One of Tuesday’s expert talks was led by Dr Mehnaz Ali, a psychiatric at the Ministry of Health and Prevention’s Al Amal Psychiatric Hospital in Dubai. Dr Ali said her observations, and that of other researchers, indicates, counter-intuitively, that it is the studious students who are more prone to addiction to online network games and hence are more at risk of cyber-abuse.

She explained that in a bid to be popular, high-achievers crave more attention online and are more likely to hide things from parents when that attention comes in the form of abuse by other gamers, whose real identities are often unknown.

“The more academically oriented students are more isolated; the extra-curricular students don’t have a problem. Students who study a lot … their parents’ benchmark for them is high academics, but when they go to school it’s the popular students getting more ‘likes’. This leaves them feeling confused,” Dr Ali said.

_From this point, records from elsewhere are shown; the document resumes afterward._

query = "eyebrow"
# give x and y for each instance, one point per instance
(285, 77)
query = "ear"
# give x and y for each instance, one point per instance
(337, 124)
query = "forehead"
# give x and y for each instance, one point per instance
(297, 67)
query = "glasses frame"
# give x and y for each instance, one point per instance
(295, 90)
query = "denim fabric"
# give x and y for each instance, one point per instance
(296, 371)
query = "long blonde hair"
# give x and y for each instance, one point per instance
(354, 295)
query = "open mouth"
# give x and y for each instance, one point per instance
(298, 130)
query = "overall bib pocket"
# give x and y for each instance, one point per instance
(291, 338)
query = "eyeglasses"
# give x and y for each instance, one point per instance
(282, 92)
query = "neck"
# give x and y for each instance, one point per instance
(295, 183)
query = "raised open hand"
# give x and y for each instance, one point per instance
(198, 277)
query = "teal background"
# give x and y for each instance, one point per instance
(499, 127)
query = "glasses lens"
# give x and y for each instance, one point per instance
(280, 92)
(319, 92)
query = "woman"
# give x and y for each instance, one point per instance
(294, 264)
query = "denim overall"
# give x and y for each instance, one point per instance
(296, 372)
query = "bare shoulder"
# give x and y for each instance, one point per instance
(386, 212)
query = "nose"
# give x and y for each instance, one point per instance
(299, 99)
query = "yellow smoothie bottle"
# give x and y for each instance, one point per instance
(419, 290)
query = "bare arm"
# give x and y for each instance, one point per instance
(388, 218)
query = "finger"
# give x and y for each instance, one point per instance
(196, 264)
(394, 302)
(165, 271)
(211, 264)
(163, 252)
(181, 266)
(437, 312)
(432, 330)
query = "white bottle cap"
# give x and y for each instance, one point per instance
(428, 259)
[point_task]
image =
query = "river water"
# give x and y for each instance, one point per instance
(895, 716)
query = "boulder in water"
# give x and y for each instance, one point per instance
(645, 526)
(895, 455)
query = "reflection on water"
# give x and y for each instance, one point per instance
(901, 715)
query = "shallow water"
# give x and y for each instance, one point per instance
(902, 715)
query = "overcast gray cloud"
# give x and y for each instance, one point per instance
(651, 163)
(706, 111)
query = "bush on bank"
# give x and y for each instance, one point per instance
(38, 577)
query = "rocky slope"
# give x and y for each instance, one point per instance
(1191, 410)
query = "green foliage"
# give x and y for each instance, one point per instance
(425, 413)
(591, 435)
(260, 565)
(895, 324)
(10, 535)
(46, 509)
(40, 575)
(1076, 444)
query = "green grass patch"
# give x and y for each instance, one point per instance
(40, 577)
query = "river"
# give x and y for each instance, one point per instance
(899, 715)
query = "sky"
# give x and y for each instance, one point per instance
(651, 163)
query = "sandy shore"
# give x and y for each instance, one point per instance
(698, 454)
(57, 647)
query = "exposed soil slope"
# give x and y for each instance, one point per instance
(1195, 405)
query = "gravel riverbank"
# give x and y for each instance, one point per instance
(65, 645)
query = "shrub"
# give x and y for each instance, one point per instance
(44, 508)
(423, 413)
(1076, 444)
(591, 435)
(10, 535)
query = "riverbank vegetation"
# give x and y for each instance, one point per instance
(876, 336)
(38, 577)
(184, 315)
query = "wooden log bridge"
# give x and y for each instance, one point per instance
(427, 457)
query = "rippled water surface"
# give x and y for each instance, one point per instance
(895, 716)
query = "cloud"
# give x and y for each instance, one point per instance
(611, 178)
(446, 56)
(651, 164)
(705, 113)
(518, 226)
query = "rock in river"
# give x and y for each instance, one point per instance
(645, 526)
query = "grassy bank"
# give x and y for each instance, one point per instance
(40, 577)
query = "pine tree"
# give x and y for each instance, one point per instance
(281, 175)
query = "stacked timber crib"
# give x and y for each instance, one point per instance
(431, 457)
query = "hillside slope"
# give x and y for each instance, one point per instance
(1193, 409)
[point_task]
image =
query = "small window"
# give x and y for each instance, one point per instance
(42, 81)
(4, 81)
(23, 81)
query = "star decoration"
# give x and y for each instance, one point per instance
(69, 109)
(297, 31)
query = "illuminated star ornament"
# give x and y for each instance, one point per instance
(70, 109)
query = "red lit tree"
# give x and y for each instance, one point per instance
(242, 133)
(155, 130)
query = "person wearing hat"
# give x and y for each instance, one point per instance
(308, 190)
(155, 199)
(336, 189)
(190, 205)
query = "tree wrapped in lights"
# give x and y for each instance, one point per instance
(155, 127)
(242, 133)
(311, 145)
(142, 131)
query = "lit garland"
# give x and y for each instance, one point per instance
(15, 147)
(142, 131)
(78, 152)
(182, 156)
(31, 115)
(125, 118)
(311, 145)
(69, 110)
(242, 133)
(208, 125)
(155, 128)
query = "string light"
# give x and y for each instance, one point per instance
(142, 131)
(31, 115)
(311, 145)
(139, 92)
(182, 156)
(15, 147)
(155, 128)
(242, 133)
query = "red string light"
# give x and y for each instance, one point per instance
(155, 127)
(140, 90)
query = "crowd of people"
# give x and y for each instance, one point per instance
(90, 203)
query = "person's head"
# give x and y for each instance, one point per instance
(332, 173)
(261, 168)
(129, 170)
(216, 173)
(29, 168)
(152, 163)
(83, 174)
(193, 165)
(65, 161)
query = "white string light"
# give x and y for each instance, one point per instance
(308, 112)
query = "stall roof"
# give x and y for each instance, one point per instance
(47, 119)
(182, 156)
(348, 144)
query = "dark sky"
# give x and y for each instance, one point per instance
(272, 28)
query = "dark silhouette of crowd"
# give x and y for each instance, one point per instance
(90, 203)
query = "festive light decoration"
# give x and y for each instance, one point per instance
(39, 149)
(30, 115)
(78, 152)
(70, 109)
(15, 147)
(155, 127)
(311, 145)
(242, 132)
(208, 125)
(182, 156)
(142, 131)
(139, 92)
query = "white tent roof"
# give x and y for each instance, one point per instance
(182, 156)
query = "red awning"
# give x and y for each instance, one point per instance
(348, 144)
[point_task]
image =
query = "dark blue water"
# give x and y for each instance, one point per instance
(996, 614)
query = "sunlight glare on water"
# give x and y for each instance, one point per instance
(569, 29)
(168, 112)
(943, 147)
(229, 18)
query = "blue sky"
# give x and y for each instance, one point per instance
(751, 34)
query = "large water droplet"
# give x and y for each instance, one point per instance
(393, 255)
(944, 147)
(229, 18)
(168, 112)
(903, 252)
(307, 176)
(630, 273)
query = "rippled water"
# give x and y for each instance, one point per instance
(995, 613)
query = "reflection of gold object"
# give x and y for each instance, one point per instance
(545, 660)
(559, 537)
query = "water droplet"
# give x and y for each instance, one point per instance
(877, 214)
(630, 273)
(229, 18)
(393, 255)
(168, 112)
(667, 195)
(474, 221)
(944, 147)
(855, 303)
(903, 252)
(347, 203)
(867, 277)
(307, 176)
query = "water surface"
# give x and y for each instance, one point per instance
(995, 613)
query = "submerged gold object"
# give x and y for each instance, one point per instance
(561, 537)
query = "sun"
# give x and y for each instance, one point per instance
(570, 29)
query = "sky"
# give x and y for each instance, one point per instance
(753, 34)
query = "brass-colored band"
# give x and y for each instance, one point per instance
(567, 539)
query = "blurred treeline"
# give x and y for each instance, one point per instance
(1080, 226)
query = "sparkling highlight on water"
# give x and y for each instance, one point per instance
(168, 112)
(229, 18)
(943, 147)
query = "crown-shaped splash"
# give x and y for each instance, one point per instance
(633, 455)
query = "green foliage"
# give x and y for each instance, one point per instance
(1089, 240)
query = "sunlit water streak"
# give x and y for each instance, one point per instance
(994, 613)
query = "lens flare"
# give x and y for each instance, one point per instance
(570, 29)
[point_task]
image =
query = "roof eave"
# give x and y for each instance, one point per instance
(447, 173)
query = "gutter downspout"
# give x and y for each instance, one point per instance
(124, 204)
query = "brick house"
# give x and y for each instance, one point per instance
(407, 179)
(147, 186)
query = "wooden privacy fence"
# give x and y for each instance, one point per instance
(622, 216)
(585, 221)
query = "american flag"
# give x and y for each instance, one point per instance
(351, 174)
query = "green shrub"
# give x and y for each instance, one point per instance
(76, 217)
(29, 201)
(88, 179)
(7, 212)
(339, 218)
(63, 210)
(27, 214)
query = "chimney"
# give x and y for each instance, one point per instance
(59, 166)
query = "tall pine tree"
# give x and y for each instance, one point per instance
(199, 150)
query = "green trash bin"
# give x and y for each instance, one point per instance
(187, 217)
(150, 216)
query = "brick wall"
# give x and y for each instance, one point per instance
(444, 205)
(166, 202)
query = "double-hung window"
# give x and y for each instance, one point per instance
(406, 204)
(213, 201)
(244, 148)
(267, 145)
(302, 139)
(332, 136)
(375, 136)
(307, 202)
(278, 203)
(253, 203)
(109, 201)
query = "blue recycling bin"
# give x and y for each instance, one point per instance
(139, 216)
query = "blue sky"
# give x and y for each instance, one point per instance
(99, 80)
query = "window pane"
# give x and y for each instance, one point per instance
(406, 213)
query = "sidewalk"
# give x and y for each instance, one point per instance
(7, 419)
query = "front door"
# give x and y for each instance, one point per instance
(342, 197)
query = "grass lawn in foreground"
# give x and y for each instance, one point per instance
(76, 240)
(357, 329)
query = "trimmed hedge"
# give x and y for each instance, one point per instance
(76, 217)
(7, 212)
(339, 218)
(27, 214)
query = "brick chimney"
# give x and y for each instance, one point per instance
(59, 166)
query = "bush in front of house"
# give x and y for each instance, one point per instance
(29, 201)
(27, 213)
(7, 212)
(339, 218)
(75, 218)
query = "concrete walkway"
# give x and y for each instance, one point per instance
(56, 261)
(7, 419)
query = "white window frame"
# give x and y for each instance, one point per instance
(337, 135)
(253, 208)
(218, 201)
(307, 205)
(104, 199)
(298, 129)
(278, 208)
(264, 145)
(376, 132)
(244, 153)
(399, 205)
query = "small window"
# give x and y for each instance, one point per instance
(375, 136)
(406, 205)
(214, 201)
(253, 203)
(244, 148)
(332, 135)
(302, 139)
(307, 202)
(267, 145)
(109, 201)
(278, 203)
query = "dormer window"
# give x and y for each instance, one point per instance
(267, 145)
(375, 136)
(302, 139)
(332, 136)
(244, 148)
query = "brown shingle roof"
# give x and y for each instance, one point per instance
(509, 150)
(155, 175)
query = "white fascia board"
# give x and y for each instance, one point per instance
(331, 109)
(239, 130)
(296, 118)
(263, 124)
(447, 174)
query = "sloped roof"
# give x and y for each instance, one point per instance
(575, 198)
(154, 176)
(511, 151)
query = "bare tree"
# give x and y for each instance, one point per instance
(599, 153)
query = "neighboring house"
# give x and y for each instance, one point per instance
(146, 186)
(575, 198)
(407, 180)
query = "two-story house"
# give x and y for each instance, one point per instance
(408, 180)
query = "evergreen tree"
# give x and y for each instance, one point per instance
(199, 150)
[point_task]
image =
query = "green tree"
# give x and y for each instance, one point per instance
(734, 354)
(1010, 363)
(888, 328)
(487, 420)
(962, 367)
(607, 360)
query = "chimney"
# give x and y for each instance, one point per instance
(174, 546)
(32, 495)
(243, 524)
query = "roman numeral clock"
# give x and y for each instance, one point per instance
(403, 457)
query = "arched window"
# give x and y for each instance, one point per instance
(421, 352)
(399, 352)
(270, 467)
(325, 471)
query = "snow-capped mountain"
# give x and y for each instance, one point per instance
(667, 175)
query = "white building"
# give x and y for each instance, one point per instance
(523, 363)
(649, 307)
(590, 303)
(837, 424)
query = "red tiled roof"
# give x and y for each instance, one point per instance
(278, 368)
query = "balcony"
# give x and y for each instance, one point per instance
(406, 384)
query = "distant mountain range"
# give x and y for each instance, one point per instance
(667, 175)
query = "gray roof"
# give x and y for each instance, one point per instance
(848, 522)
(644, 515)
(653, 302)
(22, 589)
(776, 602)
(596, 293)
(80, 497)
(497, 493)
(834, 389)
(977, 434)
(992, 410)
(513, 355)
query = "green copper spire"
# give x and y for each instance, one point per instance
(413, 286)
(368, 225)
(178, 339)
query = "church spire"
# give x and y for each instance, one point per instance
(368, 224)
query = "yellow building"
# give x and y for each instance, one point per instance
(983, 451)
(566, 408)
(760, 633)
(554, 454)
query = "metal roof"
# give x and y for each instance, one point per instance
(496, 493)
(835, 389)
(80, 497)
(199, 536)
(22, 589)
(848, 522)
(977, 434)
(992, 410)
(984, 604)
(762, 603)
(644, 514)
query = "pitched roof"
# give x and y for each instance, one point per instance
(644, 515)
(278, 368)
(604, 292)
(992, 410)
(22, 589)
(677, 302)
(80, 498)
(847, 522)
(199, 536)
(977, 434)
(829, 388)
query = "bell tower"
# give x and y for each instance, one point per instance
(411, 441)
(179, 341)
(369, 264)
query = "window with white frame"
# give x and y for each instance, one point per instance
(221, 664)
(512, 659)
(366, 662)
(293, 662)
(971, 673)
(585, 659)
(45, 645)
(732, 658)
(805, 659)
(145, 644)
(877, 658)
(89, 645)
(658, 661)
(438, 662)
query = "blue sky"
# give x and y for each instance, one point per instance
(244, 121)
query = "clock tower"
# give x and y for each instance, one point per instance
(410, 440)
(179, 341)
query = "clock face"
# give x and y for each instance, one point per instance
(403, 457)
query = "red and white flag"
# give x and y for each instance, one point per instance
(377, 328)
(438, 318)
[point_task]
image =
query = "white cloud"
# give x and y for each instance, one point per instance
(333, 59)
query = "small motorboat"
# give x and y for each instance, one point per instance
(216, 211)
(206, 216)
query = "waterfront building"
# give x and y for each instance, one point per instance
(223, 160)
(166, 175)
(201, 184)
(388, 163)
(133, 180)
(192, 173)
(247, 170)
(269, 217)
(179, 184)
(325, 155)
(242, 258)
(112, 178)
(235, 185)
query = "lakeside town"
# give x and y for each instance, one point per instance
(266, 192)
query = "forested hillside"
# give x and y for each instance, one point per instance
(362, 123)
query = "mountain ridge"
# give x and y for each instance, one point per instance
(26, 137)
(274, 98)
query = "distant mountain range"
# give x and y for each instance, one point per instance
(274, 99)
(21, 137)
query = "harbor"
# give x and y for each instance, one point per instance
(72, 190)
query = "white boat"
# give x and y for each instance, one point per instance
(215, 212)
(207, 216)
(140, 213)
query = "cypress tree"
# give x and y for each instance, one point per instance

How excessive screen-time affects posture and eye health will also be discussed by specialists at the camp, who will share expert advice on responsible use and safe practices. The talks are meant to be informative but also interactive.

‘Discuss it freely’

“If something is bothering you, discuss it freely. Why should it be hidden behind a gadget and discussed with an unknown person online. We want to find solutions also, under supervision,” Marwaha said.

She added that a digital detox for parents will also be held in December.

Students at the camp conceded heavy screen-time was an issue facing most children, adding that initiatives like the camp were the need of the hour.

Finding a balance

“Even with the exams going on, I constantly felt my attention going toward my phone on the corner of my table at home. I feel like this camp gives us so much more time to socialise with each other. We’re also doing skill-building activities, taking care of our health. The school wants to help us find a balance,” said Julia Shaji, who will be joining grade nine in April.

“Once in a while, I try to look around for my phone, thinking ‘oh, have I lost it’. But then I realise I’m here with my friends, what more could I want.”

‘World outside screens’

Her schoolmate Nishka Khanzode, who will also be joining grade nine, said: “I feel like screen-time is a really big problem; we’re really dependent on technology, all round. And this step is a really good thing that the school is doing. It’s not like you don’t get to use your phone at all, but gradually they make you step out of the habit of using it. It replaces unhealthy things like screen-time with healthy things like pottery or gardening.”

She added: “It’s a lot of new experiences that they’re making you do and making you realise there is a world outside of just screens.”